In an interview with Tribune de Geneve, Behzad Naziri, a former political prisoner and an assistant of the Dr. Rajavi, “This decision is very important, because it makes the link between the wave of political assassinations of Iranian opponents abroad, including that of Kazem Rajavi, and the massacre of 30,000 political prisoners, members of the People's Mujahedin, in 1988, described as a "crime against humanity" by a UN special rapporteur.”

There are several ways this ruling can help address the Iranian regime’s human rights abuses and terrorism in a broader context.

“The UN Human Rights Council in Geneva can set up an international commission of inquiry,” Naziri said. “Another possibility, although more difficult politically, is the constitution of a specific Criminal Court as for Rwanda or the former Yugoslavia by the UN Security Council.”

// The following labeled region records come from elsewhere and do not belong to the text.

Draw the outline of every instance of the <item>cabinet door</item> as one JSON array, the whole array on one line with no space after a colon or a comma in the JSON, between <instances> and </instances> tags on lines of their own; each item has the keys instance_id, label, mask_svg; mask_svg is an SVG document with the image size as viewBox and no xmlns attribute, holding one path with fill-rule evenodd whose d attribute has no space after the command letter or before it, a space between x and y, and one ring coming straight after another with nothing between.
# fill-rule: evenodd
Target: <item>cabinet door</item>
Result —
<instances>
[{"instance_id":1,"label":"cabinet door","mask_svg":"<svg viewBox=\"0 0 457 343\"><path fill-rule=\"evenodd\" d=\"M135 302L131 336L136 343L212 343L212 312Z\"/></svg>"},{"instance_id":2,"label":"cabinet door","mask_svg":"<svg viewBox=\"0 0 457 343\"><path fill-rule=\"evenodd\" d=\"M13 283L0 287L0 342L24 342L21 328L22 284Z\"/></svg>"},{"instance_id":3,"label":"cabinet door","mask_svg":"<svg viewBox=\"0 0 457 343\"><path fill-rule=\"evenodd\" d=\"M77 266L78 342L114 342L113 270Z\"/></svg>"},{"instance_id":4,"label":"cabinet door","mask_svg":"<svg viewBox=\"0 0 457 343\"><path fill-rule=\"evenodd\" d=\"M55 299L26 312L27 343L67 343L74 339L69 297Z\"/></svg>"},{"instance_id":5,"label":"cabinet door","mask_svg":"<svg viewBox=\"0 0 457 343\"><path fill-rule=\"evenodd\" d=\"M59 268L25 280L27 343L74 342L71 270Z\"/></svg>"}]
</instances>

While Iran’s regime will use its political cloud to try to veto such a decision, the veto will be difficult the current Iranian president, Ebrahim Raisi, was one of the members of the "death commission," a group of judges that were responsible for carrying out Khomeini’s fatwa in Iran’s prisons. The death commission summoned political prisoners and tried them in kangaroo courts that lasted no longer than a few minutes. Mostafa Pourmohammadi, a former justice minister, was another member of the commission.

What makes this ruling even more significant that it has come at the same time that Hamid Nouri, a former prison guard in the notorious Gohardasht prison, is being tried in a Swedish court for his role in torturing prisoners and the 1988 massacre. That case too is bringing international attention to the heinous crimes committed by the Iranian regime.

And earlier this year, another court in Belgium sentenced Assadollah Assadi, a Vienna-based Iranian diplomat, to 20 years in prison for plotting the bombing of a massive Iranian Resistance rally in 2018.

For decades, the Iranian regime has made terrorism and human rights abuses two key pillars of its domestic and foreign policy. And for decades, it has enjoyed impunity at home and on the international front. But now, thanks to the tireless efforts of the Iranian Resistance, the regime is facing the consequences of decades of crimes. And as these key events join, it can create the grounds for a watershed moment in the history of a regime that has only maintained its hold on power through bloodshed.